I'll look into providing some examples of setting socket options like this in the docs.

[Pat Le Cat]

https://en.wikipedia.org/wiki/Nagle's_algorithm

"Negative effect on non-small writes" + "Applications that expect real time responses can react poorly with Nagle's algorithm. Applications such as networked multiplayer video games expect that actions in the game are sent immediately, while the algorithm purposefully delays transmission, increasing bandwidth efficiency at the expense of latency."
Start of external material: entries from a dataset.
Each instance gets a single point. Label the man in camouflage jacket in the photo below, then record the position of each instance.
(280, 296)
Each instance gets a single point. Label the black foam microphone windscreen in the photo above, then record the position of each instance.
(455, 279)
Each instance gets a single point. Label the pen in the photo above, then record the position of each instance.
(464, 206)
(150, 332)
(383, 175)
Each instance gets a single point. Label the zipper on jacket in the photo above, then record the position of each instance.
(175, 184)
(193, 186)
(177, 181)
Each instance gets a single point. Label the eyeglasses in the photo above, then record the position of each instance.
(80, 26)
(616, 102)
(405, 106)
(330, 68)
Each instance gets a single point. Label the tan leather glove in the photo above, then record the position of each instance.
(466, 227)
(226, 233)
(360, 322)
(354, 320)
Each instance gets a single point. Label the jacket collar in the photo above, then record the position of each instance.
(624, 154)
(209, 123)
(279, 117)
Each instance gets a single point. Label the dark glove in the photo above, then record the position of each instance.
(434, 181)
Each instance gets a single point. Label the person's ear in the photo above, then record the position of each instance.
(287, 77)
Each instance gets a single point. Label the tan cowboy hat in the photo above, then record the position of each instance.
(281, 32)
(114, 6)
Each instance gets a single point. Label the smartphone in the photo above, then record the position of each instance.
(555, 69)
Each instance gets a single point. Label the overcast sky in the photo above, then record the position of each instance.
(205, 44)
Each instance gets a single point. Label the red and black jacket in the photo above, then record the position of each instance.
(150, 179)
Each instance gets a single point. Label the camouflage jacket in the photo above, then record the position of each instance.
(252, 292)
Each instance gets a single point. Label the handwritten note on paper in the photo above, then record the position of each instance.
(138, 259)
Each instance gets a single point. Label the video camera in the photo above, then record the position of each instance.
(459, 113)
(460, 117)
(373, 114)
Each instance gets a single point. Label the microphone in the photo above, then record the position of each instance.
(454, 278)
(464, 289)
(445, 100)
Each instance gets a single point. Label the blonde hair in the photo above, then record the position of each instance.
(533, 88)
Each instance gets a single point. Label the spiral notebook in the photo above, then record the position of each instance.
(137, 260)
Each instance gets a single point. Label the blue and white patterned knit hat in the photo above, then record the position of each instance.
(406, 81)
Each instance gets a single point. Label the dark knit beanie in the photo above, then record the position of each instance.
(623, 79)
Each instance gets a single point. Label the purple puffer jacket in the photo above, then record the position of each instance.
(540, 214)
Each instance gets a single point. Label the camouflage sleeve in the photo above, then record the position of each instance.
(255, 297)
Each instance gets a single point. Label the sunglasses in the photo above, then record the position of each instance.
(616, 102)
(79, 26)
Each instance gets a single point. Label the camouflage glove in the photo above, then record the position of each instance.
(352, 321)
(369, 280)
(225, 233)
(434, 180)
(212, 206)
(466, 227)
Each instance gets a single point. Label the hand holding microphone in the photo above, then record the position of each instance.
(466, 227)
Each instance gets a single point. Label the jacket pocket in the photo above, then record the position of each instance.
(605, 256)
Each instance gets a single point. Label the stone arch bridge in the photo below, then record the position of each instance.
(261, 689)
How to know when to apply it at all?

[Peter Thorson]

There is no hard and fast rule for when to use Nagle/No Delay and when not to. The default is to have it on. Experience and profiling can help you determine when to turn it off. The best rule of thumb I can give is that if you application sends small messages (small means significantly smaller than the MTU of your network, often in the ~1280-1500 byte range) and is more sensitive to latency than bandwidth then turn it off. Otherwise, leave it on.